Separation is handled natively by AWS.

Similar architecture Sperad Placement Group.
Instances and Partitions can be in separate AZs.
Divided into partitions.
- Limit of 7 Partition per AZ
Each Partition is located on separate isolated racks.
In a partition, we can launch as many instances as we want.
Group of instances spread apart partition.
- Instances in Partition A are closer with each other but separated from Instances in Partition B.
We can either have partition selected for Instance or let AWS select this for us.
Instances are aware of which partitions they're in.
Not supported on Dedicated Hosts.

Host dedicated to us.
Designed for family of instances.
We pay for the host, not for the instance runs.
On demand or Reserved Option available.
Host hardware has Physical sockets and cores.
Host is designed for specific family and size of the instance.
- E.g. A1 comes with 1 Socket and 16 cores.

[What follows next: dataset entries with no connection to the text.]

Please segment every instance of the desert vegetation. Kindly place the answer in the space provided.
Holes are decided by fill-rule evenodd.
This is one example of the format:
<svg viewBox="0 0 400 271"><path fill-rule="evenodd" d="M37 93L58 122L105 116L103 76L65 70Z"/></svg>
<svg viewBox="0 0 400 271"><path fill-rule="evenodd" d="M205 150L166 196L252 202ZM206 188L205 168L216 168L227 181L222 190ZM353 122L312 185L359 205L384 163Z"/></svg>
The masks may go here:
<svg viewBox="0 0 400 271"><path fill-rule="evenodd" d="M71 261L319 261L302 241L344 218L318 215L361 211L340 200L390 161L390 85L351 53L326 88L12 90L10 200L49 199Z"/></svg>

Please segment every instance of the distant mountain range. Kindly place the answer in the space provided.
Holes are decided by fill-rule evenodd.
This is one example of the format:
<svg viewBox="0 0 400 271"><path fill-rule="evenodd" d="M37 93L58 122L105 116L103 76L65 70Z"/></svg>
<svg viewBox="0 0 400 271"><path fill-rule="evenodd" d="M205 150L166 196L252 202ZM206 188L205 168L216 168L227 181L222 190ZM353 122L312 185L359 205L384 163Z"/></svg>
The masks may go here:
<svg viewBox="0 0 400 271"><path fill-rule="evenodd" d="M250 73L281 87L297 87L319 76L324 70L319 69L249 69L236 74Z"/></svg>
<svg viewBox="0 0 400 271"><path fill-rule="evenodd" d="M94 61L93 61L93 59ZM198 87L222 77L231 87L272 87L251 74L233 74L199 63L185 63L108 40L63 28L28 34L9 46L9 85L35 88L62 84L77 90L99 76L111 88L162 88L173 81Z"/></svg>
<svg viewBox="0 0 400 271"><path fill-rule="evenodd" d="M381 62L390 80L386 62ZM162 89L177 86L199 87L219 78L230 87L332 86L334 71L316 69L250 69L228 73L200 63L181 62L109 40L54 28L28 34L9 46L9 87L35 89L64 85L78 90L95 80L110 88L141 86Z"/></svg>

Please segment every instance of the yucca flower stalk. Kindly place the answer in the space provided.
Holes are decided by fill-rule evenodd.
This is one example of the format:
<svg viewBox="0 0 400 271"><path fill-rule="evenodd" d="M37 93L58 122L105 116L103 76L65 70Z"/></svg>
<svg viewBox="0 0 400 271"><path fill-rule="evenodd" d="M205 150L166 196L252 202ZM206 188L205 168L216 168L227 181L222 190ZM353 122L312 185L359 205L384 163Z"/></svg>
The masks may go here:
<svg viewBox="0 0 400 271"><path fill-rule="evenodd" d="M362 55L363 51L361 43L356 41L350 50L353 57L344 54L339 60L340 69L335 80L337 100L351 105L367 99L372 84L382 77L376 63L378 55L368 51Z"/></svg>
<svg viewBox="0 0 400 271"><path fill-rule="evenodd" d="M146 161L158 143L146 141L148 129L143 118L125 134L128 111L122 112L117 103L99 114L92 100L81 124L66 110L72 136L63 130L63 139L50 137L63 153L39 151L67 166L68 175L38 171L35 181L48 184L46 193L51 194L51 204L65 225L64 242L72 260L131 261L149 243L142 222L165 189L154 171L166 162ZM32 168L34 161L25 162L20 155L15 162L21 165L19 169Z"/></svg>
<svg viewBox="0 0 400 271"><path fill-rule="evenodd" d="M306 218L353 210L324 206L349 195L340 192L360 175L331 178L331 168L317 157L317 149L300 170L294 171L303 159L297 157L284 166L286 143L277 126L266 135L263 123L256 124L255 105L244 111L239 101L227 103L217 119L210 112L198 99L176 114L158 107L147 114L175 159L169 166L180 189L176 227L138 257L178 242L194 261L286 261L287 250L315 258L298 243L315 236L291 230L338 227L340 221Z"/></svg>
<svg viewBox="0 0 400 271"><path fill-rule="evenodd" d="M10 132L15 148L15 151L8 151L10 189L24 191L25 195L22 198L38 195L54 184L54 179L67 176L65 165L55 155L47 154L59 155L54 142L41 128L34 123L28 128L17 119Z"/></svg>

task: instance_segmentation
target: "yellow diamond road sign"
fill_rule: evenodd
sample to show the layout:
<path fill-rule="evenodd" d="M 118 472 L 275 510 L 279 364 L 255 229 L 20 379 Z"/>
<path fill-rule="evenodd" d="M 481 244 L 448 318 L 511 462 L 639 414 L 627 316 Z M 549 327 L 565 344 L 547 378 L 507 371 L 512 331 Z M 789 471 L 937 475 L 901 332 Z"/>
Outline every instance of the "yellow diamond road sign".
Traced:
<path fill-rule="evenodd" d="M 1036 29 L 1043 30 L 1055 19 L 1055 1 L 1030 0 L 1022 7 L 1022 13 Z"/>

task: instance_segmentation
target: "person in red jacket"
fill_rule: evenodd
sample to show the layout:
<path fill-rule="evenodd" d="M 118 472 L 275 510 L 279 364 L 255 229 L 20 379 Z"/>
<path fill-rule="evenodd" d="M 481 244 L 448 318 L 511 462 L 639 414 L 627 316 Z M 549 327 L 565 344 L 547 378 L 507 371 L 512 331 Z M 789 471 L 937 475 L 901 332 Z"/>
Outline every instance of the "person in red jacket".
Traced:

With that we can use 16 Medium,8 Large,4 xlarge, 2 2xlarge and 1 4xlarge instance.
Most hosts require us to use same size of hosts, we can't mix and match size like 8 medium and 2 xlarge instances.
Latest hosts with nitro virtualization enabled (Like R5) allow us to mix and match size. Upto the dedicated host capacity.
Pricing details are here
AMI Limits: Can't use SUSE, RHEL and Windows AMIs on dedicated hosts.
Amazon RDS instances are not supported
Placement groups are not supported
Hosts can be shared with other Organization accounts using RAM (Resource Access Manager) product.
- Owner of host can see all instances running on the host, can't control.
- Other accounts of the organization can only see instances they create.

Uses SR-IOV (Single Route IO Virtualizatoin) = NIC (Network Iterface Card) is aware of virtualization.
Available on Most EC2 types without additional charge.
Higher I/O and lower CPU usage and more bandwidth.
Higher Packets per Second.
Consistent Lower Latency.

EBS is block storage over the network.
Historically network is shared between regular app data and EBS. That adds load on network.
EBS Optimised means dedicated capacity for EBS.
Most instance support and have enabled by default.